For focusing on the issues of going from Fortran 77 to Fortran 90, I enjoyed
Migrating to Fortran 90, by Jim Kerrigan
but the book is now out-of-print. (I just don't understand O'Reilly's use of Safari, why isn't every one of their out-of-print books available?)
Lastly, as to the heir to the wonderful, wonderful classic, Software Tools, I nominate
Classical FORTRAN, by Michael Kupferschmid
This book not only shows what one can do with "only" Fortran 77, but it also talks about some of the more subtle issues that arise (e.g., should or should not one use the EXTERNAL declaration).
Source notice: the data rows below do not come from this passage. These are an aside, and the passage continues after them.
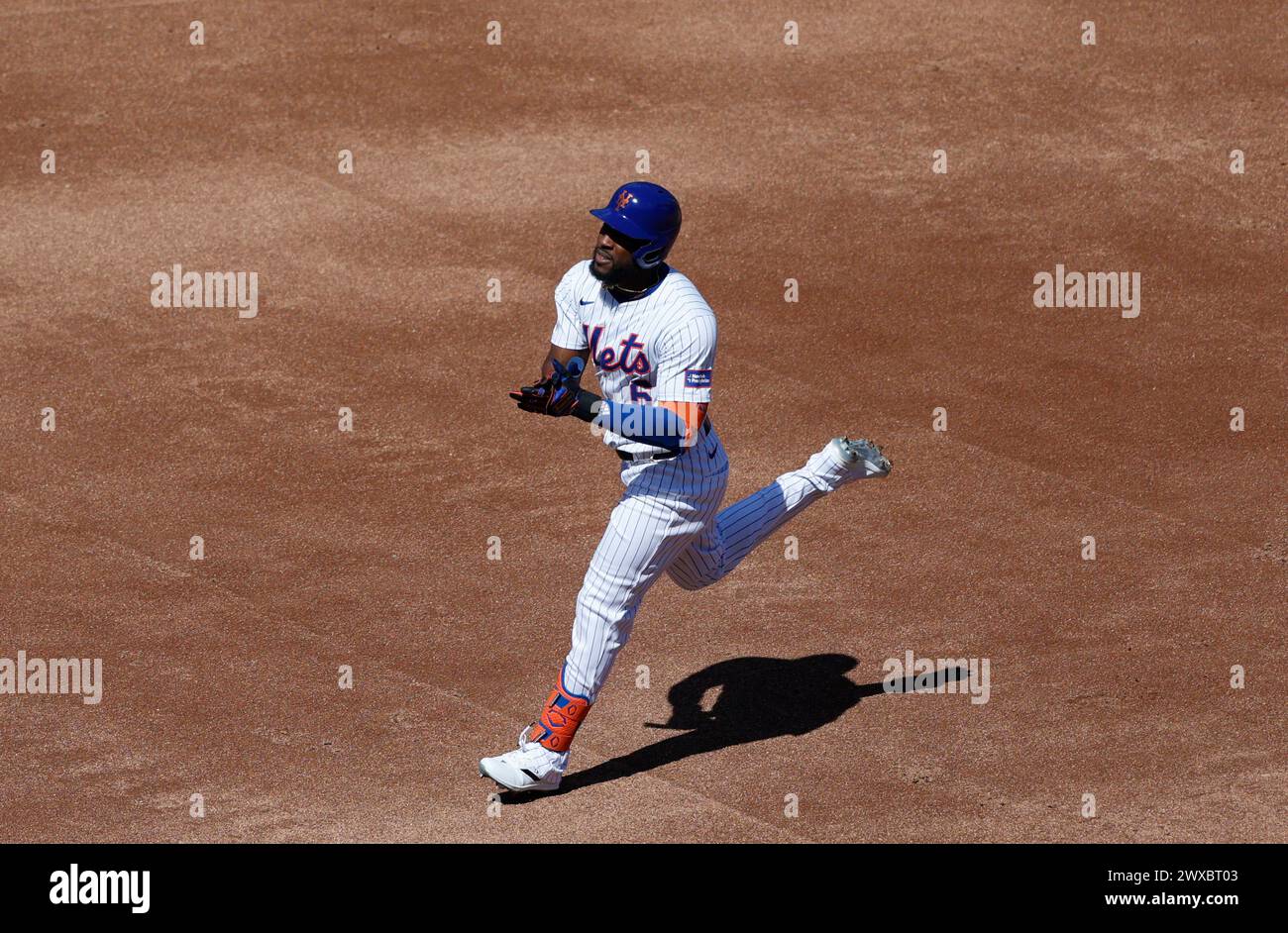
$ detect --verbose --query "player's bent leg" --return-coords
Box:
[564,495,703,701]
[667,438,892,589]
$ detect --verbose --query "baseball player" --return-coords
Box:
[480,181,890,791]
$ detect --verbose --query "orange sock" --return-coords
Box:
[528,668,591,752]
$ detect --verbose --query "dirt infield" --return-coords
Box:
[0,0,1288,842]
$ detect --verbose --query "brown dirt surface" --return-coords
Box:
[0,0,1288,842]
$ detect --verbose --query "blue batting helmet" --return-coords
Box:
[591,181,680,269]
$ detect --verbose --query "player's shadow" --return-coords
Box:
[501,654,966,803]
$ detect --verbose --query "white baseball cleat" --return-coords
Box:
[828,438,894,477]
[480,726,568,791]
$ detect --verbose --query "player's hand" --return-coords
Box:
[510,357,587,418]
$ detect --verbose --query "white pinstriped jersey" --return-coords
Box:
[550,259,716,452]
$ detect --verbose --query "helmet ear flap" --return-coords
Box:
[635,246,666,269]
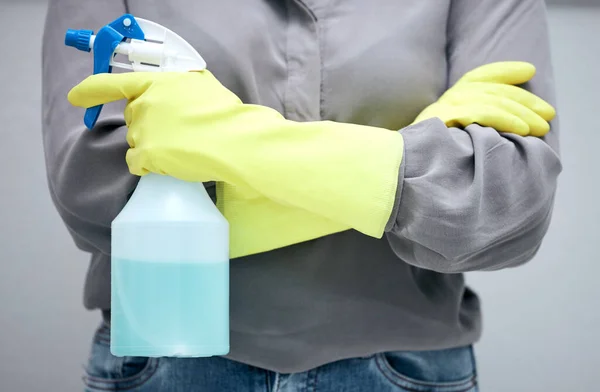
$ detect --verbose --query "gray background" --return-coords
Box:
[0,0,600,392]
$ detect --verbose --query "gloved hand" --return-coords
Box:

This book doesn't exactly cover the same space as "Software Tools" but they are two of the three Fortran programming books that I would tag as "fun".... (here's the third).
Miscellaneous Advice that applies to almost every Fortran compiler
- There is a compiler option to enforce IMPLICIT NONE behavior, which you can use to identify problem routines without modifying them with the IMPLICIT NONE declaration first. This piece of advice won't seem meaningful until after the first time a build bombs because of an IMPLICIT NONE command inserted into a legacy routine. (What? Your code review didn't catch this? ;-)
- There is a compiler option for array bounds checking, which can be useful when debugging Fortran 77 code.
- Fortran 90 compilers should be able to compile almost all Fortran 77 code and even older Fortran code. Turn on the reporting options on your Fortran 90 compiler, run your legacy code through it and you will have a decent start on syntax checking. Some commercial Fortran 77 compilers are actually Fortran 90 compilers that are running in Fortran 77 mode, so this might be relatively trivial option twiddling for whatever build scripts you have.
I loved FORTRAN, I used to teach and code in it. Just wanted to throw that in. Haven't touched it in years.
I started out in COBOL, when I moved to FORTRAN I felt I was freed. Everything is relative, yeah?
I'd second what has been said above - recognise that this is a PROCEDURAL language - no subtelties - so take it as you see it.
Probably frustrate you to start with.